Importing Dataset and Preprocessing 

load_breast_cancer(): Loads the dataset (30 features, binary labels: 0/1).

StandardScaler: Normalizes the input features to zero mean and unit variance.

OneHotEncoder: Converts labels from shape (n, 1) to one-hot vectors like [1, 0] and [0, 1].

In [3]:
# Import Dataset and Preprocess
import numpy as np
import pandas as pd
from sklearn.datasets import load_breast_cancer
from sklearn.model_selection import train_test_split
from sklearn.preprocessing import StandardScaler, OneHotEncoder
from sklearn.metrics import precision_score, recall_score, f1_score

data = load_breast_cancer()
X, y = data.data, data.target
X_train, X_test, y_train, y_test = train_test_split(X, y, test_size=0.2, random_state=42)
scaler = StandardScaler()
X_train = scaler.fit_transform(X_train)
X_test = scaler.transform(X_test)
y_train = y_train.reshape(-1, 1)
y_test = y_test.reshape(-1, 1)

encoder = OneHotEncoder(sparse_output=False)
y_train = encoder.fit_transform(y_train)
y_test = encoder.transform(y_test)


Activation and Loss Functions

ReLU: max(0, x)

Sigmoid: Maps to range (0, 1)

Tanh: Maps to range (-1, 1)

Softmax: Converts logits to probabilities over multiple classes

Cross-entropy loss: For one-hot encoded labels

In [4]:
# Activation and Loss Functions
def relu(x): return np.maximum(0, x)
def relu_derivative(x): return (x > 0).astype(float)
def sigmoid(x): return 1 / (1 + np.exp(-x))
def sigmoid_derivative(x): return sigmoid(x) * (1 - sigmoid(x))
def tanh(x): return np.tanh(x)
def tanh_derivative(x): return 1 - np.tanh(x)**2
def softmax(x): exp_x = np.exp(x - np.max(x, axis=1, keepdims=True)); return exp_x / np.sum(exp_x, axis=1, keepdims=True)
def cross_entropy(y_true, y_pred): return -np.sum(y_true * np.log(y_pred + 1e-9)) / y_true.shape[0]
def cross_entropy_derivative(y_true, y_pred): return y_pred - y_true



Model Initialization

Createing weight matrices and bias vectors for each layer using He initialization for ReLU/tanh.

In [5]:

# Model Initialization
def initialize_parameters(layer_sizes):
    weights, biases = [], []
    for i in range(len(layer_sizes) - 1):
        w = np.random.randn(layer_sizes[i], layer_sizes[i+1]) * np.sqrt(2. / layer_sizes[i])
        b = np.zeros((1, layer_sizes[i+1]))
        weights.append(w)
        biases.append(b)
    return weights, biases

Forward Pass

Performing Weighted sum + activation at each layer

Supports relu, sigmoid, and tanh

Final layer uses sigmoid

In [7]:
# Forward Pass 
def forward_pass(X, weights, biases, activation_hidden):
    activations, zs = [X], []
    for i in range(len(weights) - 1):
        z = np.dot(activations[-1], weights[i]) + biases[i]
        zs.append(z)
        if activation_hidden == "relu": a = relu(z)
        elif activation_hidden == "sigmoid": a = sigmoid(z)
        elif activation_hidden == "tanh": a = tanh(z)
        activations.append(a)
    z = np.dot(activations[-1], weights[-1]) + biases[-1]
    zs.append(z)
    activations.append(sigmoid(z))
    return activations, zs

Backward Pass

Implementing backpropagation for each layer,

Use derivative of selected activation (relu, sigmoid, or tanh)
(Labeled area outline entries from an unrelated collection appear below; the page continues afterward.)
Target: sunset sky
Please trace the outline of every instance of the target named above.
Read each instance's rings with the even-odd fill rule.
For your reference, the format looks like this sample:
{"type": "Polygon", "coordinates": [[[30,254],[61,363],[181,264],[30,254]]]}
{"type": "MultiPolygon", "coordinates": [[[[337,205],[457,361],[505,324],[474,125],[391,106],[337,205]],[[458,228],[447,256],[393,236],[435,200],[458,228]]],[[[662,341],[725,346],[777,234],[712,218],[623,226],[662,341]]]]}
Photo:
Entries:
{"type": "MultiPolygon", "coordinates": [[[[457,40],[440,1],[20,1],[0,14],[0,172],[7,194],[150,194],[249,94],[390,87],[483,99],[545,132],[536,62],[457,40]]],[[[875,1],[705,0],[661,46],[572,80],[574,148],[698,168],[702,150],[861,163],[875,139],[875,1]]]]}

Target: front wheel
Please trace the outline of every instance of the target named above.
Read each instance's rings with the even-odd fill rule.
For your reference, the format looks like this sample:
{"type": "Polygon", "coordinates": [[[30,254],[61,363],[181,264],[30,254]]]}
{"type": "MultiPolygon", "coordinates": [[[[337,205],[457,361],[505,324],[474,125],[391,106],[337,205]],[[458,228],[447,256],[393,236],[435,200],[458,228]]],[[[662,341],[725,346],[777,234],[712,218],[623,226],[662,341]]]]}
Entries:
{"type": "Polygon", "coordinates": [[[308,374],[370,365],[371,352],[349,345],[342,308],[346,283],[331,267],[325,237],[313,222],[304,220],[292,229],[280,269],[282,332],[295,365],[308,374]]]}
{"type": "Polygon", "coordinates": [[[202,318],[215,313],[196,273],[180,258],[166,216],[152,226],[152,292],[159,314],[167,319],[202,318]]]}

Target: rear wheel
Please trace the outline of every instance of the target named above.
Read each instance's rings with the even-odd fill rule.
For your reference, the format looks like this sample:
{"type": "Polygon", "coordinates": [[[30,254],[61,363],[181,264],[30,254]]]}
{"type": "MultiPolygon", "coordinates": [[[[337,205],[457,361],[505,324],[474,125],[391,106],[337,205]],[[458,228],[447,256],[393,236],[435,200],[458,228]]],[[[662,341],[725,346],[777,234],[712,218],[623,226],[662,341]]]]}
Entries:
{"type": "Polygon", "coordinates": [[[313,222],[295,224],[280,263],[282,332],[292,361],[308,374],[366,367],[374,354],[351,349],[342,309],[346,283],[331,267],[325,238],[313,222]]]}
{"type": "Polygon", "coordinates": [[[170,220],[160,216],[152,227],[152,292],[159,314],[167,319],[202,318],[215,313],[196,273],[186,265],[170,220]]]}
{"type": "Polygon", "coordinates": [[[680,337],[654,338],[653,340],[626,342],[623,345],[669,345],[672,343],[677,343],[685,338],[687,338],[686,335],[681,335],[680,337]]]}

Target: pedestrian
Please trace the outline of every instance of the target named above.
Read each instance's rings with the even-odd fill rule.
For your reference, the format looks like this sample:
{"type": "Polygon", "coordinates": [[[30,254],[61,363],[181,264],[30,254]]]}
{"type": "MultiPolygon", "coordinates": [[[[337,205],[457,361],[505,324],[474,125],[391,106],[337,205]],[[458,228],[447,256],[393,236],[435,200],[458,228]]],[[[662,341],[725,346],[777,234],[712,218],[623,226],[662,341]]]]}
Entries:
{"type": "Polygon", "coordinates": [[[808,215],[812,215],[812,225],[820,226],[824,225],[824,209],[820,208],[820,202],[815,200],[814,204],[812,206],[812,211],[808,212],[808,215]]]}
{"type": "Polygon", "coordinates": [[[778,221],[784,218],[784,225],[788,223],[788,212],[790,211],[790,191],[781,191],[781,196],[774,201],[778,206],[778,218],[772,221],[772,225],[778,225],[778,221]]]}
Computes gradients of loss with respect to weights and biases

In [8]:
# Backward Pass
def backward_pass(activations, zs, y_true, weights, activation_hidden):
    grad_weights, grad_biases = [None] * len(weights), [None] * len(weights)
    delta = cross_entropy_derivative(y_true, activations[-1])
    grad_weights[-1] = np.dot(activations[-2].T, delta) / y_true.shape[0]
    grad_biases[-1] = np.sum(delta, axis=0, keepdims=True) / y_true.shape[0]
    for l in range(len(weights) - 2, -1, -1):
        if activation_hidden == "relu": delta = np.dot(delta, weights[l+1].T) * relu_derivative(zs[l])
        elif activation_hidden == "sigmoid": delta = np.dot(delta, weights[l+1].T) * sigmoid_derivative(zs[l])
        elif activation_hidden == "tanh": delta = np.dot(delta, weights[l+1].T) * tanh_derivative(zs[l])
        grad_weights[l] = np.dot(activations[l].T, delta) / y_true.shape[0]
        grad_biases[l] = np.sum(delta, axis=0, keepdims=True) / y_true.shape[0]
    return grad_weights, grad_biases

Standard SGD: param -= learning_rate * gradient

In [9]:
# Gradient Descent
def update_parameters(weights, biases, grad_weights, grad_biases, lr):
    for i in range(len(weights)):
        weights[i] -= lr * grad_weights[i]
        biases[i] -= lr * grad_biases[i]
    return weights, biases

Evaluation Utilities

predict(): Uses np.argmax() to get class labels from sigmoid outputs

accuracy(): Direct class comparison

count_learnable_params(): Weight + bias count

estimate_memory_usage(): Memory used by weights + biases in MB

In [10]:
# Evaluation Utilities
def predict(X, weights, biases, activation_hidden):
    activations, _ = forward_pass(X, weights, biases, activation_hidden)
    return np.argmax(activations[-1], axis=1)

def accuracy(y_true, y_pred): return np.mean(y_true == y_pred)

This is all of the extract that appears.